Johnny Jungle 1. Première partie

G rand Hôtel Acapulco. Sûrement le début des années 80. C’est dans une de ses chambres que se cache Johnny Jungle, l’ancienne gloire de la natation et du cinéma. Celui qui a été le roi de la jungle, puis celui d’Hollywood, est maintenant pourchassé et obligé de se terrer. En attendant que Brenda revienne avec le ravitaillement, Johnny se souvient. De son enfance dans la jungle, de son frère de liane Kinka, de sa mère Moota. Surtout, il se rappelle de sa rencontre avec celle qui a fait basculer sa vie, Jane…

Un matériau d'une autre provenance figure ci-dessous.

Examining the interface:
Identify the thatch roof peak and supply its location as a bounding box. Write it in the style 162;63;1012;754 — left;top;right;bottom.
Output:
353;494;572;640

Johnny Jungle, ou l’histoire vraie de Johnny Weismuller. Enfin, celle qu’il se racontait à la fin de sa vie plutôt. Voilà ni plus ni moins ce que tendent à raconter les auteurs au travers de cette prétendue biographie. La grande force du scénario de Jean-Christophe Deveney est de présenter un portrait non pas historique et exact, mais partiellement inventé, tel qu’aurait pu se l’imaginer le principal intéressé. Basant son récit sur le « je », recourant à la voix off pour enchaîner les différentes étapes de son récit, l’auteur utilise toutes les ficelles habituelles de ce genre d’exercice pour inviter le lecteur à partager plus profondément les souvenirs présentés. Le ton enjoué, aux limites du burlesque, n’oublie jamais de maintenir à l'esprit le triste destin qui attend le héros. Au dessin, Jerôme Jouvray anime avec malice les différents personnages. Si son trait fait forcément mouche pour tous les moments d’humour, il sait aussi s’effacer, au travers d’une mise en scène rigoureuse, pour servir l’émotion qui sous-tend l’intrigue. Difficile de passer sous silence le travail d’Anne-Claire Jouvray aux couleurs. Travaillant de concert avec le dessinateur, elle donne corps d’une manière admirable aux différents décors qui accueillent l’histoire.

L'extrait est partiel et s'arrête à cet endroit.